Looting and Language: Seeing Right-Side Up Through the Smoke of Burning Cities

Everyone by now has seen commentary on the “looting” that has taken place amidst the smoke in Minneapolis and other cities. It’s true that lots of looting occurs in the United States. The problem is that the word “looting” is being used dog whistle style, mostly by politicians and others to deflect attention away from sanctioned police violence against citizens exercising First Amendment rights to demand justice and to delegitimize the reason citizens have been in the streets for the past week. So what is looting?

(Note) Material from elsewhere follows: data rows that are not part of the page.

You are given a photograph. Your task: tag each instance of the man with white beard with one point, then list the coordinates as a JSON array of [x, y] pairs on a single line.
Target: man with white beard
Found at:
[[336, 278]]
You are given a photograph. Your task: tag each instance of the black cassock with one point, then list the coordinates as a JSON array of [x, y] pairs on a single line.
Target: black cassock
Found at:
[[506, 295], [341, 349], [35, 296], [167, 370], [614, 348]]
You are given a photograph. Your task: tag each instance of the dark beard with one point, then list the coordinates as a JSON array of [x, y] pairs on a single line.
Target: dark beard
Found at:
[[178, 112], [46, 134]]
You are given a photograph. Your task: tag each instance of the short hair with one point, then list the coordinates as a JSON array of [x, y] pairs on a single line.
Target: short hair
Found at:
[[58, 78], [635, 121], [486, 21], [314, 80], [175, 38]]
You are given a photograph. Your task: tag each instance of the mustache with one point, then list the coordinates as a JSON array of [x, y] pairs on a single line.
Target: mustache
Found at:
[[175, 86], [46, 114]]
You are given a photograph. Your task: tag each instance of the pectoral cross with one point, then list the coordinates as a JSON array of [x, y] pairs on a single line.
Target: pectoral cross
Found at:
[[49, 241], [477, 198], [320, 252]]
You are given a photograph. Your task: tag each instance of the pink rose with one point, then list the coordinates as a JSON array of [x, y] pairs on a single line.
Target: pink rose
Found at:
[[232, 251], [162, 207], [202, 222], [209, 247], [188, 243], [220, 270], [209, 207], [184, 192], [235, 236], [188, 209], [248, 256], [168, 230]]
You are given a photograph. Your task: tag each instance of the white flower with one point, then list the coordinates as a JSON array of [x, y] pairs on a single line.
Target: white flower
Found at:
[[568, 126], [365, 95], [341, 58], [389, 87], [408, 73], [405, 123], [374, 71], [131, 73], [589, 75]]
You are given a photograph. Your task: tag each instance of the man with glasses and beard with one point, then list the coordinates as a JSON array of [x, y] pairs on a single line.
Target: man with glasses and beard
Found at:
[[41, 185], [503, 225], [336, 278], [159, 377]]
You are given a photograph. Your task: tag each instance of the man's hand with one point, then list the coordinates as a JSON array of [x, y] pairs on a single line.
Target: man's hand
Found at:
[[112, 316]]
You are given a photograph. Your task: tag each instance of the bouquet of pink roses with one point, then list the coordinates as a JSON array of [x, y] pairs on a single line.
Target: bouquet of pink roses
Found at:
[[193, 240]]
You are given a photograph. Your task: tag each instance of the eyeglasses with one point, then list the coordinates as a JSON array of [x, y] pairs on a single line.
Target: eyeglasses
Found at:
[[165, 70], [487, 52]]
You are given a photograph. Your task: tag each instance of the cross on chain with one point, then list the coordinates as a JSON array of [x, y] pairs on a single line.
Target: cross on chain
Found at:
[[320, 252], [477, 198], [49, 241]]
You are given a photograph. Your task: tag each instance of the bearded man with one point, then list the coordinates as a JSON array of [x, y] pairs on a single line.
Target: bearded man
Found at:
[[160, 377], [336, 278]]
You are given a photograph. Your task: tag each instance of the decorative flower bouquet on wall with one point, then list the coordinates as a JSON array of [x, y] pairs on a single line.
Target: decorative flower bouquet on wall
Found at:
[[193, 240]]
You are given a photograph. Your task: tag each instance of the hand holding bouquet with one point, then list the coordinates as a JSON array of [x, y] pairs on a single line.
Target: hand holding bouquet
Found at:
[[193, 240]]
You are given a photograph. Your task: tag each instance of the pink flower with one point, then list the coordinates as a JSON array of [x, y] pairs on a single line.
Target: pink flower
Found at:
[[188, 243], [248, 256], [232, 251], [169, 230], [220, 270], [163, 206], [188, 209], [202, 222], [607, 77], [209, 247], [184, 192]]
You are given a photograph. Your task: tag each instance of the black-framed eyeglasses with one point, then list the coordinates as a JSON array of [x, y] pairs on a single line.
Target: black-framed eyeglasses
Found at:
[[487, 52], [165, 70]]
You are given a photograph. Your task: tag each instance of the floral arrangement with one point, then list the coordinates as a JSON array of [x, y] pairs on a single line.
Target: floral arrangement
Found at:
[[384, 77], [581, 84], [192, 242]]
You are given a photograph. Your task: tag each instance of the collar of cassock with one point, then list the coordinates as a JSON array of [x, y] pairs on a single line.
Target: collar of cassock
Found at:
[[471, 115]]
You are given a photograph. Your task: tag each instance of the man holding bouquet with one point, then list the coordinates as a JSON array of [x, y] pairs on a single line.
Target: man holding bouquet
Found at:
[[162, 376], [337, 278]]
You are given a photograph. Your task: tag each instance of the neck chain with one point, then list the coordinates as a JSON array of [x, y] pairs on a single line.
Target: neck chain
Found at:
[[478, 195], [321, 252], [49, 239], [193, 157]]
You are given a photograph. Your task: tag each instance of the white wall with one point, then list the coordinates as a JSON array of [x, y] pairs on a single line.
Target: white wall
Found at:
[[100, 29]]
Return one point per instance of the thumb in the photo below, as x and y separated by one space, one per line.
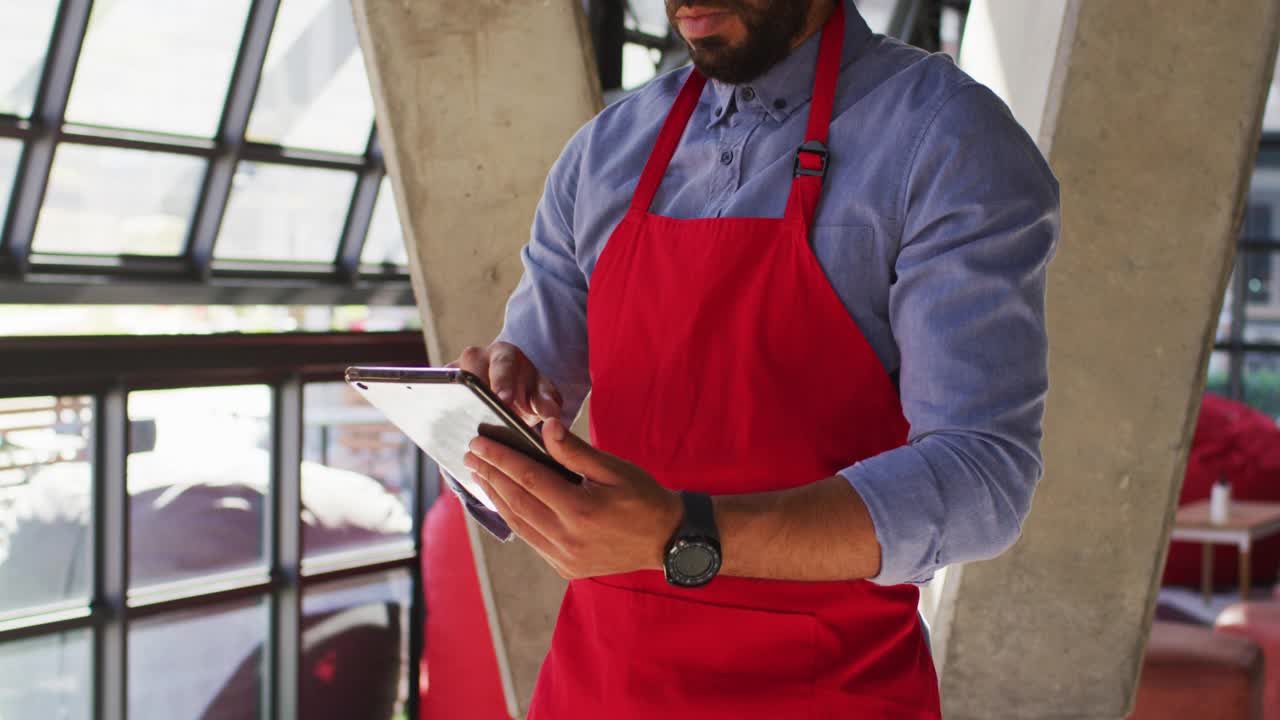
576 454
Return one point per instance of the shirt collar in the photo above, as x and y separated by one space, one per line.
787 85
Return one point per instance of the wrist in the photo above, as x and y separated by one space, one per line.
671 513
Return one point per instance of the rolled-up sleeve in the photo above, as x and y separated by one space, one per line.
967 309
547 313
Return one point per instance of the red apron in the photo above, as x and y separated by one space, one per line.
723 361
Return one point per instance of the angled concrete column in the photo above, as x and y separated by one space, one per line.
475 100
1150 114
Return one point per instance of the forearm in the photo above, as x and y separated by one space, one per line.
816 532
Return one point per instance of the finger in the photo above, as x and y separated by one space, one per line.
474 360
538 479
577 455
547 401
528 532
528 506
504 369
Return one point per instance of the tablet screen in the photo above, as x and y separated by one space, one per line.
443 419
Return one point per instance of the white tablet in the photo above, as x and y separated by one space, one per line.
442 410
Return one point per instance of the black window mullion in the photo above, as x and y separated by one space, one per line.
361 213
110 556
241 94
50 109
284 548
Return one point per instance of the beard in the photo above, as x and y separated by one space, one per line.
771 26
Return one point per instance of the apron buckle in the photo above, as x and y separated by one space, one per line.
818 149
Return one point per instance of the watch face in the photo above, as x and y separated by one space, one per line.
693 561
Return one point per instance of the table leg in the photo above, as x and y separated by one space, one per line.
1207 573
1244 575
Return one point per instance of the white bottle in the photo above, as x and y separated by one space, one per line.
1220 502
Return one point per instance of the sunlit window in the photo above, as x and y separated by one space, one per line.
211 660
9 153
158 65
108 201
45 478
24 27
286 213
385 242
314 92
48 677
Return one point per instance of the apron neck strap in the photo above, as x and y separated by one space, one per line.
810 160
667 141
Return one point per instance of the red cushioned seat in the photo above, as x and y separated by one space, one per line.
1258 621
1192 671
1239 443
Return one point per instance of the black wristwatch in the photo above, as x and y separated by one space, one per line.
693 554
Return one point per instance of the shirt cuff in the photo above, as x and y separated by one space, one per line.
488 519
900 493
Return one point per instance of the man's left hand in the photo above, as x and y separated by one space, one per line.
617 520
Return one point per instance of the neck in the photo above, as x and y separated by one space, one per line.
818 13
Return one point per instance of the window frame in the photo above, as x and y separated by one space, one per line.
192 277
109 368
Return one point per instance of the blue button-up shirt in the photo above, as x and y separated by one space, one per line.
937 219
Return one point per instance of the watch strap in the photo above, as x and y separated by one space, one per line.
699 516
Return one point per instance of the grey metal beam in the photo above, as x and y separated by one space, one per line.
110 556
283 529
216 187
361 213
37 156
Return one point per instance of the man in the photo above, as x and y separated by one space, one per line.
804 282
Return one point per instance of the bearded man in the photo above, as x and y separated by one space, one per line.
804 282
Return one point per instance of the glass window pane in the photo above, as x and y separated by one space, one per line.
199 319
314 91
355 638
284 213
1262 382
24 33
1219 381
1271 118
357 473
108 201
385 241
199 664
158 65
197 477
45 481
10 150
639 64
648 16
48 677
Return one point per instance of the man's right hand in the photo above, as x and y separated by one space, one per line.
513 378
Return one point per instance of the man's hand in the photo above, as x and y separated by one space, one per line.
617 520
513 379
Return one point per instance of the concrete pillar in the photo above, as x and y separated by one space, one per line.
1150 114
475 100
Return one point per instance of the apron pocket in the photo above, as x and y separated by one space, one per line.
680 659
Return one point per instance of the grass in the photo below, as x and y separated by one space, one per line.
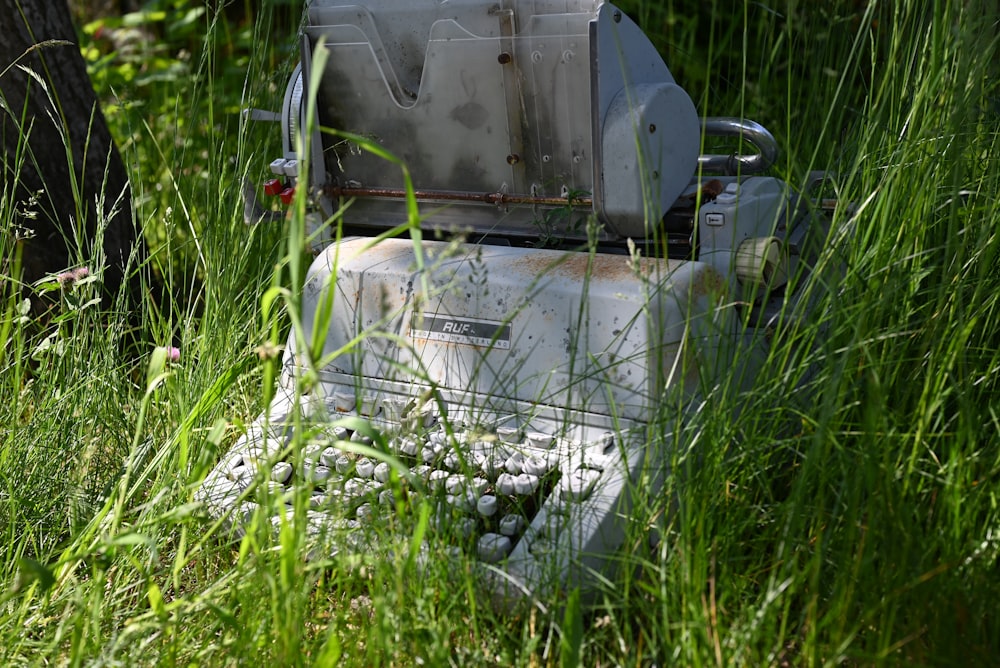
859 526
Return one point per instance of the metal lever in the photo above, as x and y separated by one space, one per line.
736 163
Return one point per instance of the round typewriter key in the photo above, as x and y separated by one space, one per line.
281 472
364 467
512 525
381 472
487 505
493 547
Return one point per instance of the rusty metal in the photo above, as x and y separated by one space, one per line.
497 198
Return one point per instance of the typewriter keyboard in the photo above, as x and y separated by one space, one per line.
486 486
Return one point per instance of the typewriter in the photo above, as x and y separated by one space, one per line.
483 380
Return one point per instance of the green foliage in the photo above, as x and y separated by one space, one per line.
858 526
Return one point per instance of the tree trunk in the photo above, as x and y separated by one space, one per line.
60 165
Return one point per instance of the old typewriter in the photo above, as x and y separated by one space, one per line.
485 378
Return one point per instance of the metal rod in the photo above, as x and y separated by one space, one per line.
736 163
458 196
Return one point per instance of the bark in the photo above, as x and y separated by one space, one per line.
59 158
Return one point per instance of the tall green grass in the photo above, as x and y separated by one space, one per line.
847 514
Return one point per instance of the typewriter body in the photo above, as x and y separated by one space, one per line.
580 269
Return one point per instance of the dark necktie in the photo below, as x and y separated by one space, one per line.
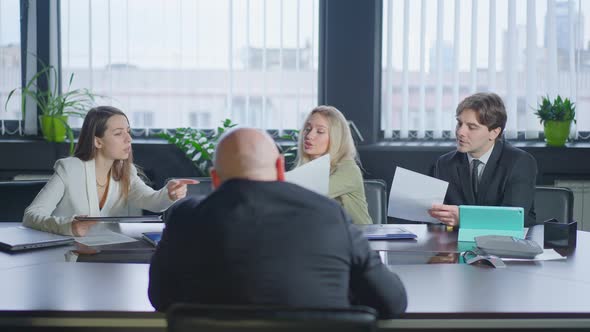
475 175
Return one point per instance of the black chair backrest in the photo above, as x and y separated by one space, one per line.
185 318
16 196
554 202
376 194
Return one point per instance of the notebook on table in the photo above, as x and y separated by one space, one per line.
490 220
124 219
23 238
152 237
386 232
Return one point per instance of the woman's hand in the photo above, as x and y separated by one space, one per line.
81 228
447 214
177 188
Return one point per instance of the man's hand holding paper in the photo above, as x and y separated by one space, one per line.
413 194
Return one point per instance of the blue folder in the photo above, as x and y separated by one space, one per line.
490 220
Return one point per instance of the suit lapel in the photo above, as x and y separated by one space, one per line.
91 190
489 170
465 179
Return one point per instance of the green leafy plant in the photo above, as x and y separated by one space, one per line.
558 110
198 145
54 105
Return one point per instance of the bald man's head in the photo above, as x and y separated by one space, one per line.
247 153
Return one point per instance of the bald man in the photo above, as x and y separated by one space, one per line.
259 240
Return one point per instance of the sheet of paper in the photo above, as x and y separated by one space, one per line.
412 195
103 237
547 255
315 175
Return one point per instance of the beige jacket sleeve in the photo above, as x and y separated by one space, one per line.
346 186
146 198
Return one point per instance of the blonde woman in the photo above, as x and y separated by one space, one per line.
326 131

Tamika Mallory and Arundhati Roy have flipped the narrative on looting, showing that its meaning and usage have been inverted and normalized over time. Mallory gave a fiery truth-to-power speech saying the:

“American government, institutions, and those people who are in positions of power … are the looters, looting is what you do, we learned it from you…”

Colonialism and slavery indeed have an enduring historical arc that amounts to looting in its most brutal, systemic, and disembodying form.

Since AIRE works for community-owned renewable energy (where ownership, control and benefit are central, and where the public good, not private profit take precedence), what about energy and society in this looting context? How do the fossil fuel industry and the big monopoly utilities loot? The fancy word, “externalities” is a cover to dump the deadly byproducts of their profits. Neither the sky, landscapes, waterways, communities, nor human bodies should be a dumping site for the sake of maximizing profit. The climate emergency is only the most egregious consequence since it implicates the fate of human civilization, a problem that is no longer mere polemics. In another example, the federal treasury by virtue of the massive corporate coronavirus “bailout” was just looted. Finally, big corporate monopoly utilities ring up massive profits each year, pay no taxes and even get tax kickbacks, and pay top executives many millions of dollars every year. Of course these forms of looting are non-stories to corporate media nor are they as “exciting” for their commercial audience as are images of broken glass, smoke and rage in the streets. Instead, this type of looting is a sophisticated sleight of hand performed by politicians, lobbyists, and corporate leaders that is an increasingly shocking, brazen, and dangerous taking of what is not theirs to take. This should not be “normal.”

Arundhati Roy [1], in dialogue on the idea of a global green new deal, recalled a poem that puts the inverted definition of looting succinctly:

“The law locks up the hapless felon that steals the goose from off the commons,
But lets the greater felon loose, who steals the commons from the goose.”

Finally, if the poetics of Arundhati Roy don’t convey just how our systems of power have dressed-up, normalized, and legalized a system of looting that has gone madly out of control, maybe the satirical headline from The Onion will:

Protesters Criticized For Looting Businesses Without Forming Private Equity Firm First

Hopefully, one of the things we’re seeing now with Black Lives Matter is the reclaiming of voices and agency for all the contested issues important to a just and sustainable society. The territory of language is one this movement is taking back. Turns out that looting is simply the taking of what is not one’s to take, usually by some sort of force, deception, or both. Question then is, on an historic and structural scale, who is the greater felon?


[1] At the 43:20 minute mark of the video linked above in the text.